Father also claims the trial court erred in refusing to abate Alison's support payments while she was attending college as it did for Cassie and David. In Schubert v. Tolivar, 905 S.W.2d 924, 927 (Mo.App.1995), we held that the circumstances under which child support may be abated are controlled by statute, § 452.340.2 RSMo 1994, and that abatement is thus impliedly forbidden under all other circumstances. Section 452.340 does not provide for abatement while a child attends college. Thus, the error was in ordering abatement while Cassie and David attend college, not in refusing to abate support for Alison. Mother concedes she did not raise this error in her original brief but points out that Schubert was not decided until after her brief was filed. Mother requests that we review the issue as "plain error" pursuant to Rule 84.13(c). Under that rule, "plain errors affecting substantial rights may be considered on appeal in the discretion of the court, though not raised or preserved, when the court finds that manifest injustice or miscarriage of justice has resulted therefrom." In view of the very substantial incomes of both parties, it is difficult to conceive how a difference of approximately $250.00 per month in child support could result in a "manifest injustice or miscarriage of injustice" or have any appreciable impact on the lifestyles of the parties or the children. Accordingly, we decline to review the issue pursuant to Rule 84.13(c).
We have carefully reviewed Father's remaining points and find them to be without merit. Extended discussion of these issues would have no precedential value. Accordingly, we affirm the trial court's judgment on these issues pursuant to Rule 84.16(b).
Judgment affirmed.

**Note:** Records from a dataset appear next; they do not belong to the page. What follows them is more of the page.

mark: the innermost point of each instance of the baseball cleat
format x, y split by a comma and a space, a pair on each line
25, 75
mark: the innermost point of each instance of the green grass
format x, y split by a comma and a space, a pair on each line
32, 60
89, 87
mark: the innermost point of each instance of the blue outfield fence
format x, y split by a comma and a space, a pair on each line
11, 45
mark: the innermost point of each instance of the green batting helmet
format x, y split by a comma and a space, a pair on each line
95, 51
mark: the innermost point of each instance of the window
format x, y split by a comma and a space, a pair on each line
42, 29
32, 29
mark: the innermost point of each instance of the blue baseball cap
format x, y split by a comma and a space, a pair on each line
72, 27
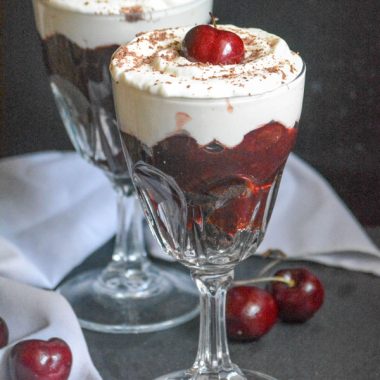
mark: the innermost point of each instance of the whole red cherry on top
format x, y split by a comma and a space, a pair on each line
299, 302
208, 44
4, 333
40, 360
250, 312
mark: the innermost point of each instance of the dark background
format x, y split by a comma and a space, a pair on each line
339, 40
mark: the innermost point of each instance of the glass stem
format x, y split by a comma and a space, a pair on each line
213, 354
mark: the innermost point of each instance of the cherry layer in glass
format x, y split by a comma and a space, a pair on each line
78, 39
206, 145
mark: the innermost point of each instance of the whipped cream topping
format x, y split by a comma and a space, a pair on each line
115, 7
153, 62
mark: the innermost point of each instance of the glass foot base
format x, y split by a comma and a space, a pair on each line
132, 304
244, 375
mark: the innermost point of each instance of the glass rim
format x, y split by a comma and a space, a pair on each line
155, 13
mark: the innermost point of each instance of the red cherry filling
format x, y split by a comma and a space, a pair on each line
251, 312
297, 303
208, 44
40, 360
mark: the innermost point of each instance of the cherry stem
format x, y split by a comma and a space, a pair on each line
214, 19
284, 280
275, 254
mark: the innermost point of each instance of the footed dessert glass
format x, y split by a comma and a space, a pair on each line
209, 205
131, 294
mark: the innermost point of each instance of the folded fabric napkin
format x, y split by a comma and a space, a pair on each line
33, 313
55, 209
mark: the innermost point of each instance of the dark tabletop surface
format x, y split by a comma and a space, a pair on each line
340, 136
341, 341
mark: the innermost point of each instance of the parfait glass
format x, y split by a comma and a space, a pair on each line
131, 294
209, 205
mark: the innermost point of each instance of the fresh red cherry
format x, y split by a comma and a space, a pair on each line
40, 360
250, 312
4, 333
208, 44
299, 302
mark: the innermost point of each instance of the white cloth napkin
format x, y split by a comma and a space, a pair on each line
311, 222
32, 313
55, 209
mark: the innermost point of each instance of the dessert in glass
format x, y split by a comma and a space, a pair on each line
206, 145
78, 38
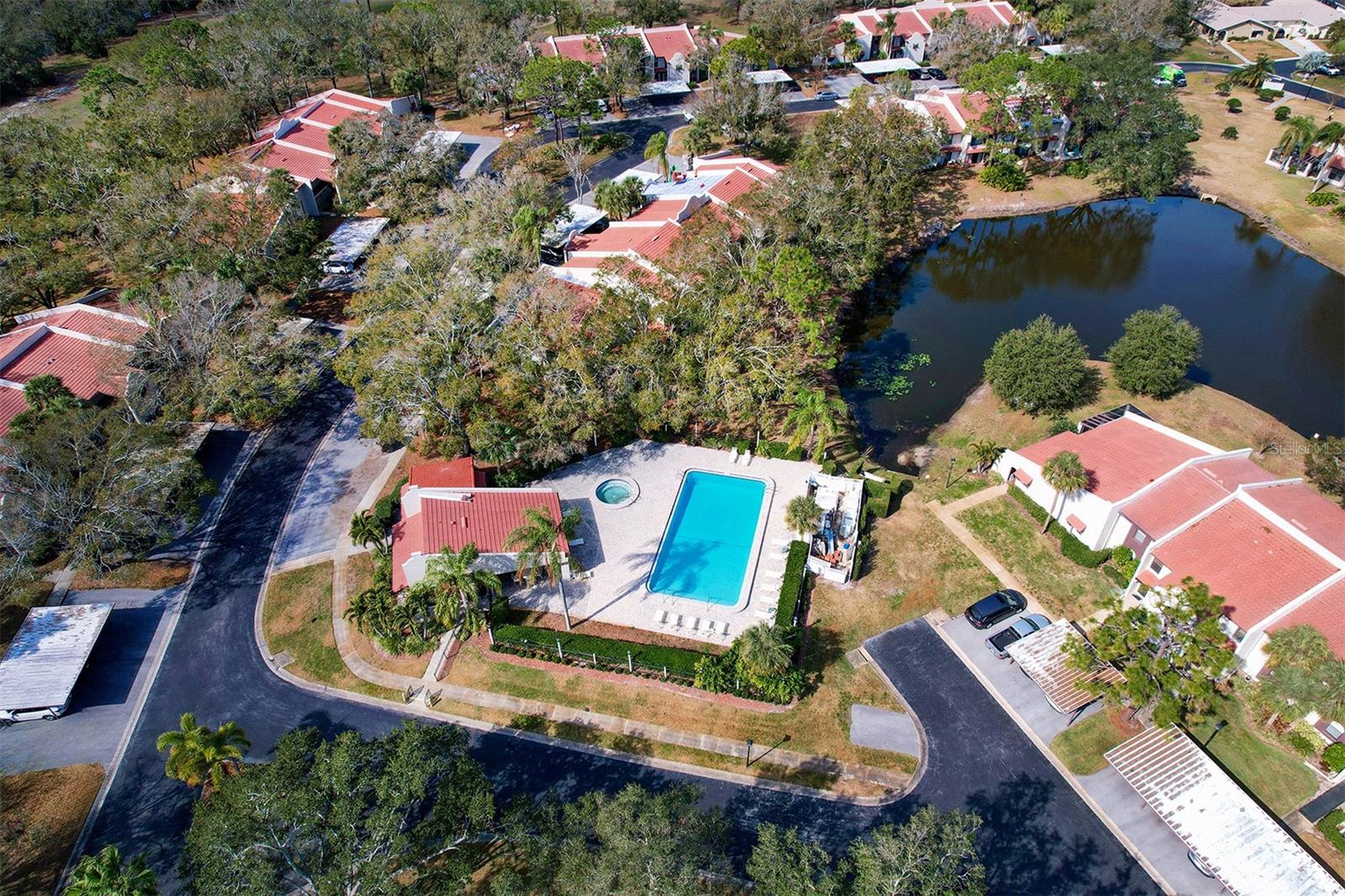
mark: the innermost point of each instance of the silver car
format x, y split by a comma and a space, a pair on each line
1028, 623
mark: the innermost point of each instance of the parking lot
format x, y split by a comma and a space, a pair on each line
1145, 829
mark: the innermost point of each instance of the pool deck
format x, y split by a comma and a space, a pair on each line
619, 544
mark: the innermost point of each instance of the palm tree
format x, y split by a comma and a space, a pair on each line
201, 756
459, 588
1298, 134
1066, 474
764, 650
367, 532
105, 875
814, 417
1297, 646
889, 30
529, 222
657, 151
985, 452
804, 515
538, 544
1254, 73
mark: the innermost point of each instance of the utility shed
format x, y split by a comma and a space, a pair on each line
350, 241
1234, 837
1042, 656
46, 656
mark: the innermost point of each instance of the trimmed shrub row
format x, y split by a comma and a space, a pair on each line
791, 586
1069, 546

Costs are assessed equally against the parties.
CRANDALL and DOWD, JJ., concur.
NOTES
[1] Mother also cites the "Directions for Completion of Form 14" for the proposition that "significant employment-related benefits received by a parent may be counted as income." We find nothing in the record, however, that indicates either Mother, Father or the trial court attributed any of the tuition remission payments to Mother as income in calculating the amount of Father's child support. Because there is no indication that the tuition remission payments were considered in determining Mother's income, this is a further reason why the payments should not be counted as a "credit" against Mother's obligations in the manner she urges.
[2] Mother's motion to dismiss three of these points for failure to comply with Rule 84.04(d), taken with the case, is hereby denied.